In a new study, published in the journal Additive Manufacturing, the team laid out a strategy for using currently-available printers to create materials that meld solid and liquid components - which is a tricky feat if you don't want the robot to collapse. And the ultimate objective is to fabricate a complete system like a robot using this process.

3D printers have long been the province of hobbyists and researchers working in labs. They're pretty good at making plastic dinosaurs or individual parts for machines, such as gears or joints. But the researcher believe that they can do a lot more. Specifically, by mixing solids and liquids, 3D printers could churn out devices that are more flexible, dynamic and potentially more useful.

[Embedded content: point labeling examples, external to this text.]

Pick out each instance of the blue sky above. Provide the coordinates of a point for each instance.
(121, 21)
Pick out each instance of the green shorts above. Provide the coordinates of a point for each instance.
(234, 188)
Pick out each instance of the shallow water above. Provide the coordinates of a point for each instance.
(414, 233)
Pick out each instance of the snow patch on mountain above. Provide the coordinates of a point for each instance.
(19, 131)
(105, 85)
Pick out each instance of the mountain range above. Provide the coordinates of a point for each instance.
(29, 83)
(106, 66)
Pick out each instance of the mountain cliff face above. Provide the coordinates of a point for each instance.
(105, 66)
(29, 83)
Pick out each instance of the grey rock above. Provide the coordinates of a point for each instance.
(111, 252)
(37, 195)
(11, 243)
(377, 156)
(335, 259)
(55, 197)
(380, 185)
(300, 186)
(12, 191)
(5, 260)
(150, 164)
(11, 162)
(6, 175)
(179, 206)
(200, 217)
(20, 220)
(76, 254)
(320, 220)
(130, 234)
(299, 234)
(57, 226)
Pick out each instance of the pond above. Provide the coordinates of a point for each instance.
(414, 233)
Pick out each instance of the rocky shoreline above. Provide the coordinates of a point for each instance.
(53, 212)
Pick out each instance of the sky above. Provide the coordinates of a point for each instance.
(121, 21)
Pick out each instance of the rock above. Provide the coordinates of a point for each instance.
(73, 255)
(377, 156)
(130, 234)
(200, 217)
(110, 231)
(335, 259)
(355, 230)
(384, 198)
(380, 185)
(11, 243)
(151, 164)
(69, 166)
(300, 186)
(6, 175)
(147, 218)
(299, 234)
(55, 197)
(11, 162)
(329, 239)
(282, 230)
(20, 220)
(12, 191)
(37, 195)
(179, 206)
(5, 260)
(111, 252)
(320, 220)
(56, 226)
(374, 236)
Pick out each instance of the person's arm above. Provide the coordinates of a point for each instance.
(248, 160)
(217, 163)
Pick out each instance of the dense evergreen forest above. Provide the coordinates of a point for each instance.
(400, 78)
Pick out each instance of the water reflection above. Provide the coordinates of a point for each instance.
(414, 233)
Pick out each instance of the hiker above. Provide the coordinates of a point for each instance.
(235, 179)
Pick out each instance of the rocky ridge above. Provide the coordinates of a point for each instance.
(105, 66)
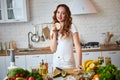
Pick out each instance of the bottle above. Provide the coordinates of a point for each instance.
(107, 60)
(40, 68)
(44, 69)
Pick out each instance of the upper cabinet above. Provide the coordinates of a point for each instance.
(13, 11)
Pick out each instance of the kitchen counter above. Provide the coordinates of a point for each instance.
(46, 50)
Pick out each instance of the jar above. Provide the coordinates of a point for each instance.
(101, 59)
(107, 60)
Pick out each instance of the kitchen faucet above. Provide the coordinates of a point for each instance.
(29, 40)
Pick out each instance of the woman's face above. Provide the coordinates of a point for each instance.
(60, 15)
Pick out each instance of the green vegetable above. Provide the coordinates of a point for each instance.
(117, 75)
(107, 72)
(57, 75)
(14, 71)
(36, 75)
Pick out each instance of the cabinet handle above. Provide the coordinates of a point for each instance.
(16, 57)
(85, 53)
(35, 56)
(113, 53)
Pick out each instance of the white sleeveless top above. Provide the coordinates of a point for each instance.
(64, 57)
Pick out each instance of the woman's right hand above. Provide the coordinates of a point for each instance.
(54, 29)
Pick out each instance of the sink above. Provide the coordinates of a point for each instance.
(27, 49)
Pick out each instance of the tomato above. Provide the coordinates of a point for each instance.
(10, 79)
(31, 78)
(17, 75)
(21, 75)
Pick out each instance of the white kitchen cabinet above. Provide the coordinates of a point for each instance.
(115, 56)
(13, 11)
(20, 61)
(86, 56)
(50, 62)
(32, 61)
(2, 67)
(90, 55)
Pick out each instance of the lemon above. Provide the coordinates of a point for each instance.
(64, 74)
(57, 26)
(88, 69)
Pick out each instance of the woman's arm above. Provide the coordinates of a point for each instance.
(78, 48)
(53, 38)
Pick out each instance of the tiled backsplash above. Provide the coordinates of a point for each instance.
(90, 26)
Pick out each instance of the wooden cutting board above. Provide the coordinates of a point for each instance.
(46, 32)
(68, 70)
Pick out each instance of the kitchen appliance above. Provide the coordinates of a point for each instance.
(12, 59)
(91, 45)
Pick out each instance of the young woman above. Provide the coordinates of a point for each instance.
(64, 37)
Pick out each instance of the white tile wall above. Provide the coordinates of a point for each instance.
(90, 26)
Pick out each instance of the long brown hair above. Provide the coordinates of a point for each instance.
(68, 20)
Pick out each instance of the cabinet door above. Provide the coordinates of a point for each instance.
(50, 62)
(20, 61)
(90, 55)
(115, 56)
(32, 61)
(14, 11)
(2, 68)
(1, 11)
(86, 56)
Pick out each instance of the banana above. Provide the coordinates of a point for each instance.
(84, 63)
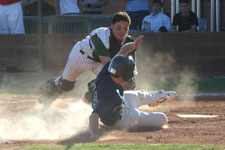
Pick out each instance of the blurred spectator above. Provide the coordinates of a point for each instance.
(156, 21)
(137, 10)
(68, 7)
(186, 20)
(32, 8)
(93, 6)
(11, 17)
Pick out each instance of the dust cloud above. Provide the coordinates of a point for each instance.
(159, 71)
(53, 123)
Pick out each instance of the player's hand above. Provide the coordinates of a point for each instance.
(94, 136)
(138, 41)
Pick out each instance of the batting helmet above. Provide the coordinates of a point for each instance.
(122, 66)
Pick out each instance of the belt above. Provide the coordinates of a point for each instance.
(89, 57)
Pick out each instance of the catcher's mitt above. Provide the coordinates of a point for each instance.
(165, 96)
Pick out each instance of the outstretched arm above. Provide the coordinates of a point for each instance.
(129, 47)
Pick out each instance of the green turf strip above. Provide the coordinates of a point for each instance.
(125, 147)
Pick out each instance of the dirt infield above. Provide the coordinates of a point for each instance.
(189, 130)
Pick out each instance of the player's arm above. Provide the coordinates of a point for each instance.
(129, 47)
(104, 59)
(93, 126)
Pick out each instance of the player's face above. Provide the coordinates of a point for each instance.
(120, 29)
(184, 7)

The results could include wearable electronic devices with wires made of liquid contained within solid substrates, or even models that mimic the squishiness of real human organs. The researchers compare this advancement to traditional printers that print in color, rather than just black-and-white. That is, color printers combine a small number of primary colors to create a rich range of images.

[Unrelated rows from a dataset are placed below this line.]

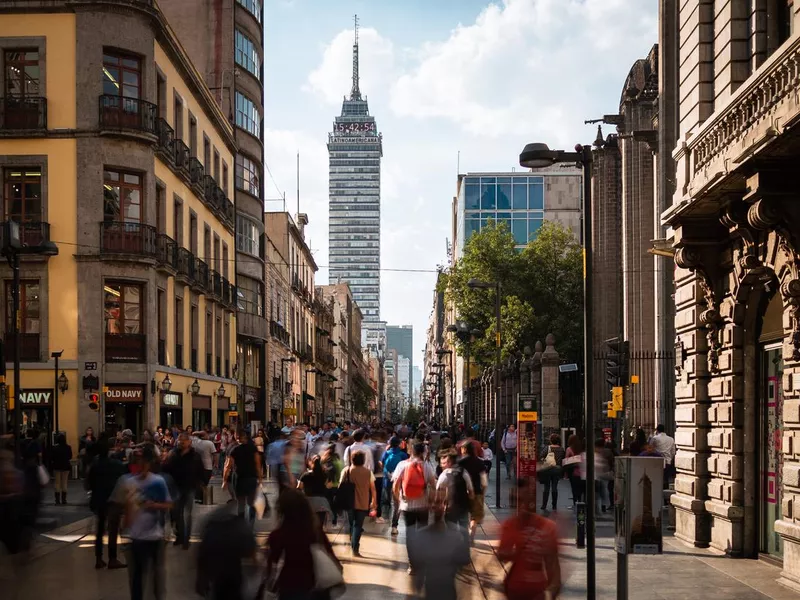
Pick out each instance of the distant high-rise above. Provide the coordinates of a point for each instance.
(355, 149)
(401, 339)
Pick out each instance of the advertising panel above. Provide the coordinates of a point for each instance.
(638, 499)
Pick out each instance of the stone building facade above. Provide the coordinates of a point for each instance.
(735, 223)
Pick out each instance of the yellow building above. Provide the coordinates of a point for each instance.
(113, 148)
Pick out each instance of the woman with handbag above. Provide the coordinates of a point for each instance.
(310, 568)
(553, 458)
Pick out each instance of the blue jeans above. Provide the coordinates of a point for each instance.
(356, 518)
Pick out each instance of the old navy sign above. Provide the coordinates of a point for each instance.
(37, 397)
(124, 394)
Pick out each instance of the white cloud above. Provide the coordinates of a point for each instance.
(526, 65)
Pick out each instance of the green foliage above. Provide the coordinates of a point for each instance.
(541, 290)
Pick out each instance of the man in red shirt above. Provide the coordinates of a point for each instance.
(530, 543)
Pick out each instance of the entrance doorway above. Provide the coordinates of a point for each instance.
(771, 456)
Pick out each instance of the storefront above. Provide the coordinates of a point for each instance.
(223, 408)
(171, 413)
(37, 410)
(124, 408)
(201, 412)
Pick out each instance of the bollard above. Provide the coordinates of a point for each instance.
(580, 536)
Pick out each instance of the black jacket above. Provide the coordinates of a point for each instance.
(185, 469)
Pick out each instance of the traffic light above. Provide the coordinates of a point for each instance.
(617, 362)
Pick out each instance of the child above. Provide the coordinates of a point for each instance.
(488, 457)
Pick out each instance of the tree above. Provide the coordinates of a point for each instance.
(540, 290)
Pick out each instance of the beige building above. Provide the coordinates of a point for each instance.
(734, 226)
(96, 153)
(288, 236)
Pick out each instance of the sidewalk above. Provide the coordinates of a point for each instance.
(680, 572)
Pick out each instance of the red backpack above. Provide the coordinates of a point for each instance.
(414, 480)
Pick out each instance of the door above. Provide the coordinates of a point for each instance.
(771, 455)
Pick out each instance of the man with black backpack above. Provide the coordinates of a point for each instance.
(456, 484)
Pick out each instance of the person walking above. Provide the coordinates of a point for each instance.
(440, 551)
(509, 447)
(293, 542)
(530, 543)
(365, 503)
(185, 467)
(249, 475)
(60, 456)
(390, 459)
(313, 484)
(414, 481)
(102, 479)
(552, 472)
(665, 446)
(147, 501)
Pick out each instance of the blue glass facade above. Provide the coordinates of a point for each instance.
(517, 201)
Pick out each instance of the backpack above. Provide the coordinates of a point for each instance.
(414, 480)
(460, 500)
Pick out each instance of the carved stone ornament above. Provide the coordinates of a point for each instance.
(687, 257)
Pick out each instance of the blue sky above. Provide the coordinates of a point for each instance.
(441, 76)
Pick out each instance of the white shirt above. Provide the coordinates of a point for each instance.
(369, 462)
(665, 446)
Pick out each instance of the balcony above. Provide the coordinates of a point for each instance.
(126, 348)
(131, 114)
(182, 154)
(203, 279)
(166, 252)
(196, 171)
(132, 239)
(29, 350)
(166, 140)
(23, 113)
(186, 264)
(33, 233)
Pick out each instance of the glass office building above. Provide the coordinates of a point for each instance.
(355, 149)
(520, 200)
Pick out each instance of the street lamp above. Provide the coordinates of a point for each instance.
(539, 155)
(475, 284)
(56, 355)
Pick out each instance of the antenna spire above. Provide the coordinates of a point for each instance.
(355, 92)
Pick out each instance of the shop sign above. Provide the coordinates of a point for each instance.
(124, 394)
(169, 399)
(37, 397)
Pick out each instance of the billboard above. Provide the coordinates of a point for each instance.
(638, 499)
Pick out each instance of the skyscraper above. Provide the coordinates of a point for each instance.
(355, 149)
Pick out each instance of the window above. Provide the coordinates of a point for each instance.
(122, 196)
(28, 307)
(22, 73)
(122, 75)
(123, 308)
(253, 7)
(23, 192)
(247, 178)
(249, 294)
(247, 54)
(247, 236)
(247, 115)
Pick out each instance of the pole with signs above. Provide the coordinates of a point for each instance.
(527, 418)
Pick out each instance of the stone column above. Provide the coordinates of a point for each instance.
(549, 386)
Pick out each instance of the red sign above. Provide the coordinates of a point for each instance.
(527, 457)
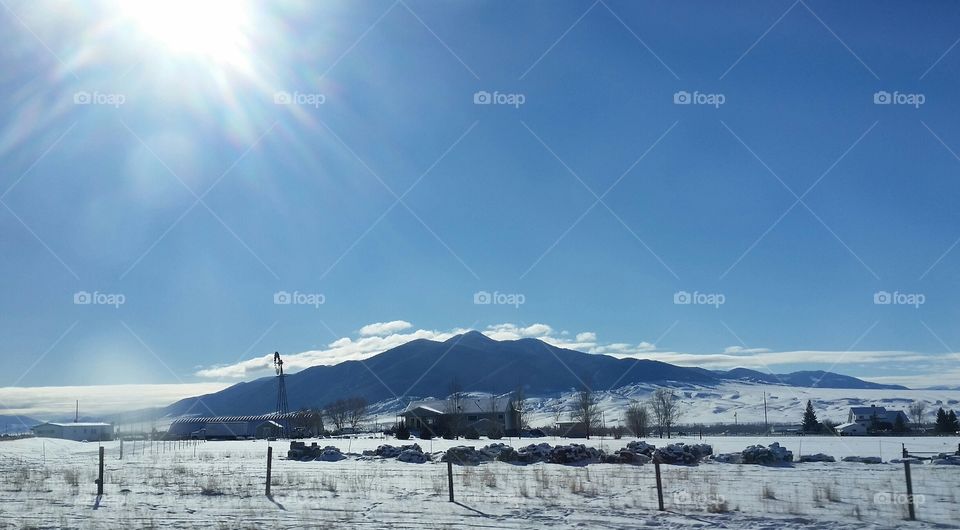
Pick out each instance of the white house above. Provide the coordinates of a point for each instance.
(865, 416)
(483, 414)
(79, 432)
(851, 429)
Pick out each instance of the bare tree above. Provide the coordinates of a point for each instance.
(666, 410)
(586, 411)
(917, 410)
(309, 422)
(638, 419)
(338, 412)
(356, 411)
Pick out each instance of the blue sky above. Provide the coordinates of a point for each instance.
(182, 180)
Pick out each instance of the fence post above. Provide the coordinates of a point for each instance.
(656, 467)
(100, 479)
(906, 469)
(450, 478)
(269, 467)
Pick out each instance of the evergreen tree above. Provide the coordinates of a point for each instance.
(941, 426)
(899, 425)
(810, 422)
(403, 433)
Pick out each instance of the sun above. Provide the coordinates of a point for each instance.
(213, 29)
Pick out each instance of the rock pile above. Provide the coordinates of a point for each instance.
(301, 451)
(771, 455)
(819, 457)
(681, 453)
(391, 451)
(863, 459)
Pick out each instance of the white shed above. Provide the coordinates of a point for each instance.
(90, 432)
(851, 429)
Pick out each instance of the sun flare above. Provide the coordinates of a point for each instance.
(213, 29)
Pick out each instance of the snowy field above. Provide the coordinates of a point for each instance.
(48, 483)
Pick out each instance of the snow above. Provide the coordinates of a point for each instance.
(50, 483)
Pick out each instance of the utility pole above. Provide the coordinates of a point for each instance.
(766, 427)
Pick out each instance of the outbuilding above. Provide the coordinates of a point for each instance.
(79, 432)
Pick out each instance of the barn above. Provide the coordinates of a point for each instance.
(79, 432)
(298, 424)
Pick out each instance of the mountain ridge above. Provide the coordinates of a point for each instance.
(479, 363)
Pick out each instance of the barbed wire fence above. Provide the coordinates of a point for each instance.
(871, 493)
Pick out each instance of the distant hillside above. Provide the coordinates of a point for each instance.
(427, 368)
(16, 424)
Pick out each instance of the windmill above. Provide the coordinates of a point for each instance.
(282, 406)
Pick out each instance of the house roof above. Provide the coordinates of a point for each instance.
(469, 405)
(88, 424)
(868, 410)
(843, 426)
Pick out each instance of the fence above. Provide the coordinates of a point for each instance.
(220, 484)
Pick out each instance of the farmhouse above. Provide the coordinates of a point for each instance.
(851, 429)
(79, 432)
(866, 417)
(486, 415)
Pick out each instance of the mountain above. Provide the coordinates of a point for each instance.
(427, 368)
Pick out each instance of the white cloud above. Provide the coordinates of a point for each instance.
(58, 402)
(384, 328)
(587, 336)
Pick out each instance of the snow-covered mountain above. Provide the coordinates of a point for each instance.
(480, 364)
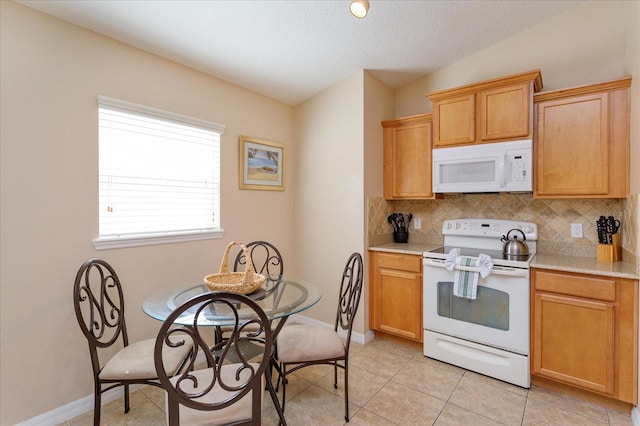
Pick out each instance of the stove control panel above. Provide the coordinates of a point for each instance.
(488, 228)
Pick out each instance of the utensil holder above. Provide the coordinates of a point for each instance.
(610, 252)
(400, 237)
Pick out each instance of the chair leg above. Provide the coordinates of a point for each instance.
(96, 403)
(126, 399)
(284, 385)
(346, 391)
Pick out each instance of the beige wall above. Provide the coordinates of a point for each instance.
(329, 212)
(51, 73)
(583, 45)
(378, 105)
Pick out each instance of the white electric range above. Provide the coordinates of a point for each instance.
(490, 333)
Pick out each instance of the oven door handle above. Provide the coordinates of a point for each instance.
(496, 270)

The same is true with materials. If you have a printer that can use multiple kinds of materials, you can combine them in new ways and create a much broader range of mechanical properties. To understand those properties, it helps to compare 3D inkjet printers to the 2-D inkjet printers typically found in offices. 2D printers create an image by laying down liquid inks on paper in the form of thousands of flat pixels.

Inkjet 3D printers, in contrast, use a printhead to drop tiny beads of fluid, called "voxels" (a mash-up of the word "volume" and "pixel"), one on top of the other. Very soon after those droplets are deposited, they are exposed to a bright, ultraviolet light. And the curable liquids convert into solids in a second or less. But there are certain cases in which you might want those liquids to stay liquid.

Some engineers, for example, use liquids or waxes to create tiny channels within their solid materials, which they then empty out at a later point. It's a bit like how water can carves out an underground cavern. Engineers have come up with ways to make those kinds of empty spaces in 3D-printed parts, but it usually takes a lot of time and effort to clear them and the channels also have to stay relatively simple.

The researcher decided to find a way around those limitations. To do so, they first designed a series of computer simulations that probed the physics of printing different kinds of materials next to each other. One of the big problems is how to keep droplets of solid materials from mixing into the liquid materials, especially when the droplets of solid material are printed directly on top of the liquid droplets.

The study found that the surface tension of a liquid can be used to support solid material, but it is helpful to pick a liquid material that is more dense than the solid material; that's the same physics that allows oil to float on top of water. Next, the researchers experimented with a real 3D printer in the lab. They loaded the printer up with a curable polymer, (which would become solid), and with a standard cleaning solution (which would remain liquid).

Using this approach, they were able to 3D-print twisting loops of liquid and a complex network of channels not unlike the branching pathways in a human lung. Both of these structures would have been nearly impossible to make using existing methods.